V10 to V8 – was the rule change successful?

In 2006, the FIA introduced a new rule that the 3 litre V10 engines were out and the 2.4 litre V8 engines were in.

Formula 1 has become a much safer sport. Cars now sport a variety of safety features which allows modern racing drivers to walk away from horrific crashes which they would not have survived years earlier. The last time a driver died on the track was 1994.

Despite this, the FIA still believe that more can be done to increase the safety margins and help protect the drivers further. However this sometimes compromises the whole essence of Formula 1. Formula 1 is meant to be the pinnacle of racing, mixing speed with cutting-edge technology.

The first reason that the FIA introduced this rule was in the hope that the cars would be slower and hence safer. Early on, teams predicted losing as much as 2.5 seconds a lap with the new engines on-board. It also meant radical changes to the cars’ design to ensure they were getting the best performance possible. Gone was the tactic of putting down as much power as possible out of the corner; In was trying to carry as much speed as possible through the corner to dissipate the effects of the differences in torque between the V10 and the V8 engines.

This is not the first time that the FIA have imposed engine restrictions. Before 2000, engine configurations were largely left up to the teams. Engine capacity was always limited, but the number of cylinders was always a team choice. Honda were at one stage considering a V12 engine as it would have provided a lower centre of gravity and more revs. In the end, they stuck with the V10 saying these positives were outweighed by the poor torque characteristics and engine lengths. In 2000, the FIA announced that all teams had to use a V10 engine. Toyota had unfortunately been developing a new V12 engine and lost out with this announcement.

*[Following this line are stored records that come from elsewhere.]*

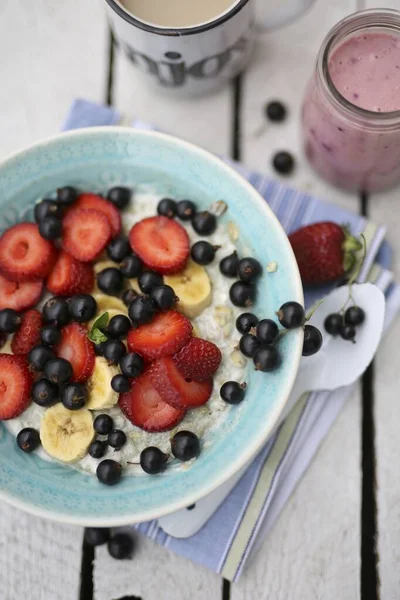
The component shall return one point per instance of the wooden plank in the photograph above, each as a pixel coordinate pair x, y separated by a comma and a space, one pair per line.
154, 573
52, 52
282, 65
39, 559
313, 550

They had to pay a £6 million penalty and create a whole new engine in just one season.

Downsizing engine configuration and capacity will obviously leave the car with less BHP and this will affect the maximum speed of the car, as well as the torque patterns and acceleration.

As it turns out, the teams’ predictions of losing about 2.5 seconds a lap were nearly spot on. In previous years, Formula 1 cars would be about one and a half seconds per lap faster than the year before through technological advances. . Between the 2005 and 2006 season, Formula 1 cars were just over a second down on lap times from the previous year. This shows that the estimate of 2.5 seconds loss was a pretty good guess.

Of course, this varies from track to track and in some cases such as Monaco, the cars were actually going faster. Monaco is seen as one of the most dangerous tracks – the track is narrow and there aren’t many run off areas. So this looks like it contradicts the FIA’s objective of creating a safer sport. Why were the cars at Monaco quicker this season? Because the cornering speeds were higher and there are a lot of tight corners at Monaco! Again, this contradicts the FIA’s main objective. Corners are generally more dangerous than straights because it’s where the majority of overtakes take place and if something is wrong with the car – maybe a flat tyre or part of the car is damaged – it is more likely that the car will go out of control and crash.

The second objective of the introduction rul change was to save money. Short term this has not worked. All the teams have had to spend money designing and developing a new engine, and then redesign their car around the engine performance. Long term, it will probably be cheaper as the V8 engines are cheaper to produce, however it may be a long while before the teams see the full positive monetary effects that this rule change was meant to usher in.

Overall, did the rule change work? The safety aspect: Yes, they slowed the cars down however they did not slow them down where in mattered the most – the corners. The money perspective: Costs may be down long term, but it’s impossible to say how much the change has affected the teams. The new engine homologation rule and the engine concessions will affect the engine costs far more than the introduction of the V8 engine did. The new rule also stifles the very soul of Formula 1 – innovation, particularly when they also ban innovations such as mass dampers and new style wings. Overall, I do not believe that the rule change was successful.